Il est important de noter que la taille d’un constructeur influe sur sa marge de manœuvre pour fixer les prix de ses motos. Un groupe industriel gigantesque et diversifié comme Akashi, auquel appartient Kawasaki, est plus enclin à absorber un ajustement commercial et/ou une stratégie tarifaire agressive. En revanche, Yamaha, étant un pure-player sans autres activités suffisamment robustes pour équilibrer son exercice comptable, dispose de moins de flexibilité en matière de tarification.
Les matériaux de base
Comme toutes les industries, celle de la moto est soumise aux fluctuations imprévisibles des coûts des matières premières. Les constructeurs doivent faire preuve de beaucoup d’ingéniosité pour atténuer l’impact de ces hausses sur les consommateurs, qui sont souvent ignorants des complexités en coulisses. Un exemple récent est la hausse du prix du palladium, autrefois largement utilisé pour fabriquer des catalyseurs. Cependant, sa popularité croissante dans l’industrie de la bijouterie a complètement redéfini son marché. De même, l’aluminium traverse une période critique. En raison de l’élan écologique favorisant le recyclage, il a été découvert que l’aluminium est plus facile à recycler que de nombreux autres matériaux courants, y compris le plastique.
Les frais de transport
Comme pour les matières premières, le coût des transports peut être très fluctuant. En temps normal, un conteneur maritime capable de transporter entre 12 et 40 motos coûte entre 1 500$ et 3 000$, voire jusqu’à 6 000$ selon le transporteur. Cependant, durant la crise de la COVID, l’incident de l’Evergreen (le paquebot bloqué dans le canal de Suez), et la crise en Israël, les tarifs ont grimpé jusqu’à 13 000$ à 18 000$ pour une seule expédition. Cela démontre à quel point les variables externes sont nombreuses et souvent incontrôlables.

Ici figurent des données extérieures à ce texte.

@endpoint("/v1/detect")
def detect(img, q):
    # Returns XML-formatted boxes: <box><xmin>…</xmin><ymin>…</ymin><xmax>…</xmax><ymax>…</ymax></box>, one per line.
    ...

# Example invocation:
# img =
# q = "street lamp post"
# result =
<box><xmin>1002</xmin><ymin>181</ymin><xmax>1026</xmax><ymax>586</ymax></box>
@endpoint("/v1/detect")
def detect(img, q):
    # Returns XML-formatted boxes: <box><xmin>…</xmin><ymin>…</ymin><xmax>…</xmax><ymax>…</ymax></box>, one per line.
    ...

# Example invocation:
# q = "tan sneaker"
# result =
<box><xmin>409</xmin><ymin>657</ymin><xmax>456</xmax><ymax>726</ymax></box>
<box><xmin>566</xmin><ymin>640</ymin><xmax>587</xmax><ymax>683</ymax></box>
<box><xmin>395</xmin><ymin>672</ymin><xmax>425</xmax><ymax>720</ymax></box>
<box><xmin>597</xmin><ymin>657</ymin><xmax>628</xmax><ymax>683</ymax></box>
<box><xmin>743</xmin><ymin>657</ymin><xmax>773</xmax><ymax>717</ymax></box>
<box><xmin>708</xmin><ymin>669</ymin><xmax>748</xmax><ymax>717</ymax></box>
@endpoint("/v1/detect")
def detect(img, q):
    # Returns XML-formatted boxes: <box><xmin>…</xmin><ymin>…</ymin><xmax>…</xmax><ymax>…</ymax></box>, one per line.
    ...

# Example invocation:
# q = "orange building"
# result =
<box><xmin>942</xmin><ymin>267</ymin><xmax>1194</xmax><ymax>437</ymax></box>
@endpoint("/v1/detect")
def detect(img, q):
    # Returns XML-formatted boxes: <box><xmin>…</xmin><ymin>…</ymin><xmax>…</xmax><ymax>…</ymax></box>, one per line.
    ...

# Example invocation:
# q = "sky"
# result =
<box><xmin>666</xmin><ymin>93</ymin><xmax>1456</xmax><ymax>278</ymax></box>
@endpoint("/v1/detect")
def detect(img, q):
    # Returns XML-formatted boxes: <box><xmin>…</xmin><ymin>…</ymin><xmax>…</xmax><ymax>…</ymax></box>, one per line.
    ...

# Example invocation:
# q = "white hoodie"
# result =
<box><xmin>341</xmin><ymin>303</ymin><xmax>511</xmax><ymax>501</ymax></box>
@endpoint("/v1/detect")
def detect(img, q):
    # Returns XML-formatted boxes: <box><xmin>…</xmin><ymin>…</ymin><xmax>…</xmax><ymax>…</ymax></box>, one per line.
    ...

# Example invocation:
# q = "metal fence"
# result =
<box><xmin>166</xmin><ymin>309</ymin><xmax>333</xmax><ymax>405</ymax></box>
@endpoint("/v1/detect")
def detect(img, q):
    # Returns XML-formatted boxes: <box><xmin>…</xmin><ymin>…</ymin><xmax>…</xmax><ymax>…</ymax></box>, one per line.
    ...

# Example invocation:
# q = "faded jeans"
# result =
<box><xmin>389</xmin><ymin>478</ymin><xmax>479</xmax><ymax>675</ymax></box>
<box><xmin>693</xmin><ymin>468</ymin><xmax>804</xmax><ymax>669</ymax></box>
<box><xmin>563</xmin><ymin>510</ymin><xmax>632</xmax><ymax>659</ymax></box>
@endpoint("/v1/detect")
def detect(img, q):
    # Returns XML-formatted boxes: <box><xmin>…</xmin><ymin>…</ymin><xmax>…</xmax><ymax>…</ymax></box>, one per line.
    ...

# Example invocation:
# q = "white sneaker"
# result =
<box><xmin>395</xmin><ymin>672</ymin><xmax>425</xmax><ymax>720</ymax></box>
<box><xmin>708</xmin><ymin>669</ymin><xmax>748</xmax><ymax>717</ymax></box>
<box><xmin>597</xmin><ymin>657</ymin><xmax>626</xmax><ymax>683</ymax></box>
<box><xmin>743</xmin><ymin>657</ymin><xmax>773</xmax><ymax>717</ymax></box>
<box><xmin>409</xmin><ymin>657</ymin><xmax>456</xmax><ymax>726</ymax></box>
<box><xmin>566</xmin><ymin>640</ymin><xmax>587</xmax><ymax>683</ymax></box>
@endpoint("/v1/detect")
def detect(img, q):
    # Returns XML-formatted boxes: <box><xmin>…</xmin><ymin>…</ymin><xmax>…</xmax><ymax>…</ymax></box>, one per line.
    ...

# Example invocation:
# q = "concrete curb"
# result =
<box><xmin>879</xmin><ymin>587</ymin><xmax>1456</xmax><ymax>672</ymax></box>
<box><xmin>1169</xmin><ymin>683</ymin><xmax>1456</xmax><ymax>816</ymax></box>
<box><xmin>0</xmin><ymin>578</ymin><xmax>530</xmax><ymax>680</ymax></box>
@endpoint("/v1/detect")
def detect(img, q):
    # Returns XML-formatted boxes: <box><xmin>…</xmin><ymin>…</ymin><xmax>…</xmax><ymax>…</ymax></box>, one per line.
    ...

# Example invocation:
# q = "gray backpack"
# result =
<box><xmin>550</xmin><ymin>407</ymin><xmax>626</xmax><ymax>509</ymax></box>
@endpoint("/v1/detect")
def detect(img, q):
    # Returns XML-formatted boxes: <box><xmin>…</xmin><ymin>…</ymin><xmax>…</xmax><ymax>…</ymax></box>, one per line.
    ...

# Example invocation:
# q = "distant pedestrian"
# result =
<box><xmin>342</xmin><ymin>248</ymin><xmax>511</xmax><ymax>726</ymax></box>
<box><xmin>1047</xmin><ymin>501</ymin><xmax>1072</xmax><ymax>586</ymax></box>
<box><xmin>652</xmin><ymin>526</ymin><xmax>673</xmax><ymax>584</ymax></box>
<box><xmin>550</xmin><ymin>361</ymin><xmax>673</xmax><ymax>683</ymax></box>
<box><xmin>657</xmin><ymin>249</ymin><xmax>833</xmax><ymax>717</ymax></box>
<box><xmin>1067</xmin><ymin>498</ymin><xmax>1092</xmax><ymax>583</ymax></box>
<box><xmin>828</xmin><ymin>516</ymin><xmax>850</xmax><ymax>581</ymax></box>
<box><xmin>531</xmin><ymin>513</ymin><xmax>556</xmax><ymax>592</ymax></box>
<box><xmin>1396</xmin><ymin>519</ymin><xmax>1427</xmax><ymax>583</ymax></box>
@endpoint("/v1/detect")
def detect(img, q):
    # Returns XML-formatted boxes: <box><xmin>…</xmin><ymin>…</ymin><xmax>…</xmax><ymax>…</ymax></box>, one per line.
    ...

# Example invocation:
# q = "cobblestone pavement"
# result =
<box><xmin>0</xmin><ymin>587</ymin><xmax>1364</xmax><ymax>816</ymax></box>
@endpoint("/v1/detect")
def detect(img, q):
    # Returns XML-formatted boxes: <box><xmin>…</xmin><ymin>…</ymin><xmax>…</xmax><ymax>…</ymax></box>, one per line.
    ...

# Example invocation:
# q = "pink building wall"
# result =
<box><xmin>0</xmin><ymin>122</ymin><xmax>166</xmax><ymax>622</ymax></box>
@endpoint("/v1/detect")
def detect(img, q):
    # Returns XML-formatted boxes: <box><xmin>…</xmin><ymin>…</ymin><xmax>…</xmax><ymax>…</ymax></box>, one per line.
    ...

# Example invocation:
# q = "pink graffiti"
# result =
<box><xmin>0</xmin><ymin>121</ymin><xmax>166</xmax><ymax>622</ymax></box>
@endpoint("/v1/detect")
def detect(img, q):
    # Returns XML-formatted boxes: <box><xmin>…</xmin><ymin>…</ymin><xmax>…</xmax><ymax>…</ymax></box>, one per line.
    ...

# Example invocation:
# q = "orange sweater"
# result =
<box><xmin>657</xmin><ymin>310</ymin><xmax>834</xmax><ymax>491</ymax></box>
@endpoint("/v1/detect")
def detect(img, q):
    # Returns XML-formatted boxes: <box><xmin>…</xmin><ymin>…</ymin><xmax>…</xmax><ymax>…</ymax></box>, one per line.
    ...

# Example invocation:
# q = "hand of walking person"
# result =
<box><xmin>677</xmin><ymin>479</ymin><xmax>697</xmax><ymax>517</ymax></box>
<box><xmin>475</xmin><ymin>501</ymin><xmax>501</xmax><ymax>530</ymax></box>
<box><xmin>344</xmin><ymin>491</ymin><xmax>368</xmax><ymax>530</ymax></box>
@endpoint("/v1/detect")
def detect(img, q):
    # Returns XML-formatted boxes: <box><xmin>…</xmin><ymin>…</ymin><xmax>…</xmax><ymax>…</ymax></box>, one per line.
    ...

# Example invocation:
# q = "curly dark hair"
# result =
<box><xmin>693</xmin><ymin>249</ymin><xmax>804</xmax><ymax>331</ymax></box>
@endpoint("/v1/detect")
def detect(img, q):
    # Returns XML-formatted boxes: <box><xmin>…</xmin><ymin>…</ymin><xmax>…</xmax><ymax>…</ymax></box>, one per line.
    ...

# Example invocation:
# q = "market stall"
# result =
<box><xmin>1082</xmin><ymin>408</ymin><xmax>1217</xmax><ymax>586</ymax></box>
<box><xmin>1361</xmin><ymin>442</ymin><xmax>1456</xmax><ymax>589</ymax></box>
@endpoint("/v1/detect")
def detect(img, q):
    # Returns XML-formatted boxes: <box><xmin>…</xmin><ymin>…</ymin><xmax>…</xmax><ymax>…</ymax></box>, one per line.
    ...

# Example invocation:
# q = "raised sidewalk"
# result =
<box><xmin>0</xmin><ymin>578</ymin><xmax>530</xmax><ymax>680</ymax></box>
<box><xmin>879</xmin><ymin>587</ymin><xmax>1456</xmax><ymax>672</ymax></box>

L’équivalence des monnaies
La fluctuation de la valeur des devises internationales peut également expliquer les variations des tarifs de nos motos en concession. Dans la plupart des industries, les matières premières sont achetées en dollars directement auprès des pays producteurs, dont le pouvoir d’achat varie en fonction de la valeur de leur devise. Cela est d’autant plus compliqué par le dollar lui-même, qui connaît de fortes fluctuations. En résumé, cette complexité industrielle fréquemment opaque peut expliquer les augmentations de 200€ chaque année pour un modèle pourtant stable depuis cinq ans.
En conclusion, il est important de rappeler que tous les secteurs d’activité – services, alimentation et énergie en tête – ont connu une forte inflation ces deux dernières années. L’univers de la moto ne pouvait donc pas échapper à cette tendance générale. Bien que l’inflation soit un mécanisme économique naturel, généralement expliqué par une variation entre l’offre et la demande, des facteurs aggravants comme la crise du Covid-19 et la guerre en Ukraine ont fait exploser les taux à un niveau inédit, atteignant un pic historique en 2022.